We are three friends scattered across the globe, each navigating life as gay Zimbabweans.
The most annoying thing I’ve ever been told, sexually, is to “behave like a bottom”. My response is usually an eye roll that is felt as a tsunami in parts of Asia. In an act of feigned stupidity, I ask “Like, what the fuck is a good bottom?” He opens his mouth and spouts some of the corniest, most clichéd lines. And then, of course, I destroy my chances of ever getting laid by this person again. He says:
“Bottoms are supposed to be submissive”
I usually like leading into a gender and societal role discussion. The fact that we are both males immediately disqualifies either one of us from being the “submissive” one. Same sex relationships do not have to deal with the normal submissive/dominant bullshit that straight people need to go through. This is what the gays fought for at Stonewall. Kidding. I have no fucking idea what Stonewall was about. I’m pretty sure, however, it was something to do with societal concepts regarding homosexuality.
Gay relationships are not straight-relationships-lite. They are beautiful, fucked up, frustrating, impressively hollow and simultaneously stiflingly well-formed relationships that exist at the behest, and definition of the individuals engaging in it.
So you don’t want to be a submissive bottom? Still cool. You want to be the damsel in distress because it appeals to the top in your life’s obsession with fairytales? Knock yourself out. But the choice, like literally everything else, should be yours. Not because the top in your life said so.
Bottoms don’t…
Now, for me, it’s mainly “bottoms don’t eat ass”. I can hear some bottom, somewhere, cringe in fear with the fact that I’ve just said that. Or, a couple of med students who ask me if I’ve eaten ass recently before they let me drink from their cups. Besides ensuring that I now bring my own containers to a booze up, nothing’s changed.
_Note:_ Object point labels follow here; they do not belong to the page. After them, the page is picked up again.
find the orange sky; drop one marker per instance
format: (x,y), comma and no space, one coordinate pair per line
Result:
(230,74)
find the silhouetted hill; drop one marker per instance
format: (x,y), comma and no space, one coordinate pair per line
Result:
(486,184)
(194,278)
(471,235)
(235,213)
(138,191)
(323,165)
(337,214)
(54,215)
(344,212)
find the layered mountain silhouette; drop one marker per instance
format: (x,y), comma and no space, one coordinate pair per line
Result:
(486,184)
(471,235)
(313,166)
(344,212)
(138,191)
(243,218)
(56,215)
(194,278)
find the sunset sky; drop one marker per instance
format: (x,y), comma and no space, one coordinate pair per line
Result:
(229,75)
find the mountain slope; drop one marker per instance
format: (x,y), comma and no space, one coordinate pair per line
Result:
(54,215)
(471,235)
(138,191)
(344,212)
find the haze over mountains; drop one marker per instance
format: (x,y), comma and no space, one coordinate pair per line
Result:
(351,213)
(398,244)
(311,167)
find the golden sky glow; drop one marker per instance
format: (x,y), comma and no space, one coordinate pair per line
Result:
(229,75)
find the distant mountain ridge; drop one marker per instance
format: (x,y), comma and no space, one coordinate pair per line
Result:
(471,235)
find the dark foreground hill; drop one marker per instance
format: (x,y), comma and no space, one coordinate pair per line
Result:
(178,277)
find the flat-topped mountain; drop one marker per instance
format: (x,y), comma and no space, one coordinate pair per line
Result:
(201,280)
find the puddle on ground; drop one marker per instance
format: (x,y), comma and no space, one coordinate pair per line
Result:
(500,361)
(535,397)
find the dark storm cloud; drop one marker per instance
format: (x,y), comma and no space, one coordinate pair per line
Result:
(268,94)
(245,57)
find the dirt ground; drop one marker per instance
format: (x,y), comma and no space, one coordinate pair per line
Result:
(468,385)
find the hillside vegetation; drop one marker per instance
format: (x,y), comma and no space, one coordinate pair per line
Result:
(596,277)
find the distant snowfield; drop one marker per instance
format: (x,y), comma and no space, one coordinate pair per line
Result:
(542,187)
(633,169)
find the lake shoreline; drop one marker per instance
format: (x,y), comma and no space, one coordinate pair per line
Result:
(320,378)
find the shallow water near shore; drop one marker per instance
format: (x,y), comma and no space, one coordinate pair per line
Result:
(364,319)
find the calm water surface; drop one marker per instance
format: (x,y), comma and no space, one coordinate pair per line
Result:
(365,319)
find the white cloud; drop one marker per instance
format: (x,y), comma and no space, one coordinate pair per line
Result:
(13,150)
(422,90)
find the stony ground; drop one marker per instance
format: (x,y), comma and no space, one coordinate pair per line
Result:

The fact that society or the gay microcosm of it, should define what a person does in the privacy of their bedroom/dining room table, is fucked up. Think about it. One biologist posted the supposition that male sexuality is defined by a process called imprinting. The idea is male sexuality rarely, of ever, changes from your formative years. If you were turned on by the rugby jocks, chances are, you’ll always be turned on by them. If you’re an ass guy, this is likely to continue until you’ve lost all the feeling in your legs due to old age or death. But, as we all know, we kinda start developing new aspects of this said sexuality the older we get. That’s why some of us, whilst still deeply into the rugby jocks, have had our desire for them fine tuned. I like a little choking now, yes. Do I like being dominated? Yes. Do I like rimming said dominant top? Yes. Yes I do. Why? Because to me nothing is sexier than the idea of a dominant guy comfortable enough in his sexuality that he’s willing to let someone else eat his ass out.
Still goes back to the same issue. Everyone has to start defining their sexuality in their own ways, without the interference of other idiots. The beauty of being gay, to quote another biologist, is the fact that the societal ideas and ideals regarding gender roles do not affect you. You are bound by your own rules. Which means you create them yourself. So why bind yourself to heteronormative standards that even heterosexual people are moving away from?
Be the top/verse/bottom/gay person you were meant to be. If we’re going to follow the religious, we are destined to be the people we are. So why not be the best gay you can be? Nature abhors a vacuum. Fill whatever hole you want to, with whatever you want to fill it with. As long as it is consensual.